Com o aumento do número de mortes por febre amarela no País, a preocupação dos londrinenses e a procura pela vacina cresceram nos postos de saúde do município. A unidade básica de saúde (UBS) do Jardim Guanabara, na zona sul, registra uma média de 100 imunizações por dia desde que as informações sobre a incidência da doença em Minas Gerais começaram a circular. A Secretaria Municipal de Saúde não tem dados precisos sobre o aumento da demanda pela vacina no município, mas informou que a procura aumentou em todos os postos.
A coordenadora de Imunizações da Secretaria Municipal de Saúde, Sônia Fernandes, informou que, em Londrina, a vacinação pode ser feita em qualquer UBS do município.
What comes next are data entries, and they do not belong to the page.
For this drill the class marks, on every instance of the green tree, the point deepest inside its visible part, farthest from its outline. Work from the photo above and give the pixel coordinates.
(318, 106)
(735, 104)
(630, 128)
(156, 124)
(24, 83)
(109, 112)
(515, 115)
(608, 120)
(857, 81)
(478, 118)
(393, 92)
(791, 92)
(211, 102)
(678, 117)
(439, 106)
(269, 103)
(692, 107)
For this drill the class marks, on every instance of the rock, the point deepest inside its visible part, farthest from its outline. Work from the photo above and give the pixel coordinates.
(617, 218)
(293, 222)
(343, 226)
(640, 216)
Ela garantiu que o estoque está em dia e que não há previsão de falta de vacinas. No entanto, frisou que não há motivos para uma corrida aos postos. "Quem deve prioritariamente se imunizar são as pessoas com viagens programadas para regiões com surtos registrados ou áreas silvestres, rurais ou de mata", detalhou.
Nesta quinta-feira (26), o Ministério da Saúde atualizou os dados da doença. Além de Minas Gerais, Espírito Santo, São Paulo e Bahia, Mato Grosso do Sul e Goiás estão na lista de Estados com pacientes com sintomas da infecção. Até o momento, foram confirmados 72 casos de febre amarela, incluindo 40 mortes. Tanto Goiás quanto Mato Grosso do Sul requisitaram doses extras da vacina. Foram enviadas 30 mil doses para Goiás e 25 mil para o Mato Grosso do Sul. O número de casos suspeitos da doença cresceu 25% em dois dias. No momento, laboratórios públicos investigam amostras coletadas de 455 pacientes. Na segunda-feira (23), eram 364.
A auxiliar administrativo Isabella Niehues, moradora da zona sul, procurou a UBS do Jardim Guanabara na tarde desta quinta para se imunizar. Ela acabou de voltar de uma viagem de férias ao Uruguai, destino considerado fora de área de risco. Com as notícias de surto no Brasil, resolveu colocar a vacinação em dia. "A minha vacina já tinha vencido e resolvi tomar a segunda dose. Nunca se sabe quando é preciso viajar para algum destes destinos afetados", comentou. Sônia alertou que a imunização deve ser feita no mínimo 15 dias antes da viagem, no caso de primeira vacinação.
A coordenadora informou ainda que o Programa Nacional de Vacinação não recomenda a vacina para pessoas com doenças como lúpus, câncer e HIV, devido à baixa imunidade; para grávidas; pessoas alérgicas à gelatina e ovo; e para aquelas que têm mais de 60 anos, com doença crônica instável. De acordo com a Secretaria de Estado da Saúde (Sesa), o Paraná não registrou nenhum caso da doença até o momento e todos os 399 municípios têm doses disponíveis para a população.
A Sesa frisou também que quem já tomou duas vacinas contra a febre amarela, ao longo da vida, não precisa mais ser imunizado contra a doença. O esquema para crianças é uma dose aos 9 meses de vida e um reforço aos 4 anos de idade. Para quem nunca tomou e já está na fase adulta, é necessária apenas uma dose e, após 10 anos, o reforço.
De acordo com informações do Ministério da Saúde, os sintomas iniciais incluem febre de início súbito, dor de cabeça, nas costas e no corpo em geral, calafrios, náuseas e vômitos, fadiga e fraqueza. Nos casos mais graves, a pessoa pode desenvolver febre alta, icterícia (coloração amarelada da pele e do branco dos olhos), hemorragia e, eventualmente, choque e insuficiência de múltiplos órgãos. A febre amarela pode levar à morte em cerca de uma semana, caso não seja tratada de forma rápida.
O coordenador do departamento de Doenças Transmissíveis do Ministério da Saúde, Eduardo Hage, afirmou que o que mais chama a atenção do surto deste ano é a velocidade da expansão dos casos. Não há ainda uma explicação definida para esse aumento tão expressivo. Os primeiros registros começaram a ser feitos em Minas, no início do mês.